FIS is a popular computing framework with regard to the concepts of fuzzy set theory. FIS is also called “fuzzy rule-based system” or “fuzzy models” [30]. The general architecture of FIS is shown in Fig. 2. Each FIS consists of four components [31].

Fig. 2
figure 2

Structure of fuzzy inference system

Step 5: Fuzzification of the variables

The first section of any FIS is fuzzifier. The fuzzifier converts crisp variables into fuzzy variables.

For each variable, a domain and several fuzzy sets were specified. The number of fuzzy sets and the domain of each variable were specified based on their range in the used dataset. Membership function values were determined by expert opinion. There are several forms of membership functions to represent different situations of fuzziness. In this study, two common forms (triangular and trapezoidal) were applied.

A trapezoidal fuzzy number can be defined as Eq. (1). If b = c, then the number is called a triangular fuzzy number [32]. Figure 3 shows the trapezoidal fuzzy number.

Fig. 3
figure 3

The trapezoidal fuzzy membership function

$$\mu (x)=\left\{\begin{array}{c}0\kern8.25em if\kern0.75em x<a\\ {}\frac{1}{b-a}\left(x-a\right)\kern4.25em if\ a\le x\le b\\ {}\kern0.75em 1\kern9em if\ b\le x\le c\\ {}\frac{1}{c-d}\left(x-d\right)\kern4em if\ c\le x\le d\\ {}0\kern8.25em if\kern0.75em x>d\end{array}\right.$$
(1)

Figure 4 illustrates the membership functions for the input variables. For example, Fig. 4 (b) shows the membership functions for ‘PRA’, where four sets were identified (unsensitized, low, medium, and high) that cover the distance between 0 and 100%. We used the linguistic words of field experts to determine the terms for each continuous input.

Fig. 4
figure 4

Input membership functions

Like the input variables, we considered five fuzzy sets of membership functions for the output variable. The output fuzzy sets include “very low”, “low”, “medium”, “high” and “very high”. Figure 5 shows the output variable’s membership functions.

Fig. 5
figure 5

The membership functions of the output variable

Step 6: fuzzy if-then rules

In a FIS, the inputs and outputs are interrelated by the fuzzy if-then rules. These rules are usually determined by expert knowledge. In this study, given the number of input variables and their membership functions that led to the creation of a large number of rules (2 × 4 × 3 × 3 × 6 × 4 × 4 × 2 = 13,824 rules), we extracted the rules using the DT and let the data itself speak out.

There are two types of Fuzzy Rule-Based Systems (FRBS): Mamdani and Sugeno. They are similar; the only difference is in their output. Mamdani produces fuzzy output while Sugeno produces crisp output [25, 33]. Since the developed system output is fuzzy, we used the Mamdani model.

In Mamdani model, a fuzzy rule can be written as “If x is A(r), then y is B(r) ”; where r = 1, 2, …, R is the index of the rule, and A(r) and B(r) are fuzzy relations [30].

Step 7: Interface engine

When the input variables are presented to the system, by firing some rules and using Mamdani inference engine, the output variable can be obtained according to Eq. (2). In this study, the max-min inference method was employed.

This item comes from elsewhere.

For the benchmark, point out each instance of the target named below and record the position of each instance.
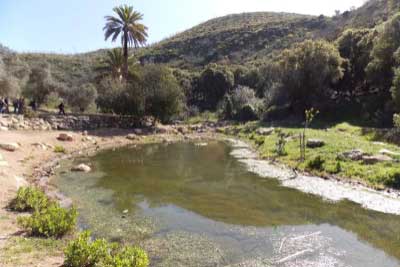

$$B\left(y\right)=v_{r=1}^R\;\left(A^{\left(r\right)}\left(x\right)\hat{}B^{\left(r\right)}\left(y\right)\right)$$
(2)

Where, ˄ and ˅ are T-norm and T-conorm, respectively (usually min and max functions are used) [30].

Step 8: Defuzzification

In the defuzzification step, the fuzzy output is converted to the crisp output. There is a variety of defuzzification methods such as Center of Gravity (COG), First of Maxima (FOM), Middle of Maxima (MOM), Last of Maxima (LOM), and Extended Center of Area (ECOA) [34]. In this study, we have used the COG method.

The most important advantage of COG is that it has a smaller mean square error and better steady-state performance [35]. The crisp output COG(y) was obtained using Eq. (3) [30]:

$$COG(y)=\frac{\underset{y}{\int }B(y) ydy}{\underset{y}{\int }B(y) dy}$$
(3)

Stage 4: model validation

To evaluate and validate the model, we compared the results of FISKA with the two common methods of filtering and scoring. The developed model was evaluated in two phases.

Phase1: the purpose of this comparison was to answer this question: “Are the results of the developed model closer to expert thinking compared to the two current models?”

For validation, we used the filtering method currently used in Iran. In this method, when a donated kidney is available, the waiting list is filtered based on two factors: “blood type” and “medical urgency.” Then the waiting list is sorted based on the waiting time, and are selected six high priorities. Two high priorities are kidney recipients, and the four next priorities are in reservation mode. The scoring method presented in stage 1 is used to evaluate the model in this step. This method is thoroughly described in Taherkhani et al.,’ research [3].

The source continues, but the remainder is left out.